I sealed my plugs, and covered the four that I was going to use for this round of rockets with what I believed to be a decent clear-coat for this sort of thing, and either it wasn't fully cured, or it just doesn't suit the job, but much of the clear-coat ended up on the mold face when I removed the plug, instead of still attached to the plug. Obviously not my intention. I applied several coats of wax to this clear coat, and to my parting board, and then fit the parting boards to my plugs, using non-drying clay. This in itself, I don't believe to be a mistake, but perhaps it stemmed from the loose fit of the parting boards, and my blind confidence in the non-drying clay to resist the 'stippling' of a brush, making sure that there was resin everywhere, but I would make darn certain that my parting board were as close as humanly possible to the same profile that the plug is, and use a minimal amount of that clay, only to touch-up, not create a mold surface. My parting line in my molds turned out to be just a little bit crooked, which for the most-part is alright, but I wouldn't use them for any kind of production. The molds also lacked reinforcement in some of the fine corners, like the shoulder, and the change from the round part to the flat of the parting line. I would definately change this, were I able to do it all over again. The first mold halves that I made turned out like crap, but I had learned a bit by the time I got to the second halves, so those turned out quite a bit better, but there are still things that I would do differently.

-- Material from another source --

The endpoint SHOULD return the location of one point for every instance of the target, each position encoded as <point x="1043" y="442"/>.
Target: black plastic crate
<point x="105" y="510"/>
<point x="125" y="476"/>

Now that I have molds, it's time to mold parts. My first try (like many things I do), I bit off more than I could chew, by trying to lay-up, and bag 8 mold halves in the same vacuum bag. It's not that the volume was too large, but rather, your attention is spread too thinly among 8 parts, when you are drawing a vacuum, and sealing the bag, and making sure that everything on the inside of the bag is sitting just right, and just the way you want it, that things move without you knowing it, or how it will affect your final part's outcome. Let's just say that this wasn't going to be the only time I made these parts before the rockets flew.

After that expensive mistake, I was just about ready to throw in the towel, when my Dad helped me realize that I had simply fallen victim to the learning curve, and that my frustration, while warranted, wasn't the end of the world, and the only thing I had to do to solve that, was to examine my processes, and my outcomes, and envision methods for improving one or the other, and flesh out the details. I managed to identify no less than 5 things that went wrong with the parts, and 5 things that I would do quite a bit differently on the molds next time to help ensure a better outcome. So, with that information in hand, I give it another shot, and it turned out MUCH better. Shoulders were defined, and the steps to the outer airframe diameter looked like steps, and not slides. I actually had fabric in the tip of the cone for Pato, despite it being only .125" dia at the tip, and is in fact purely carbon tows aligned with the long-axis of the cone, making the tip nearly all carbon. It's little things like that that make the big difference.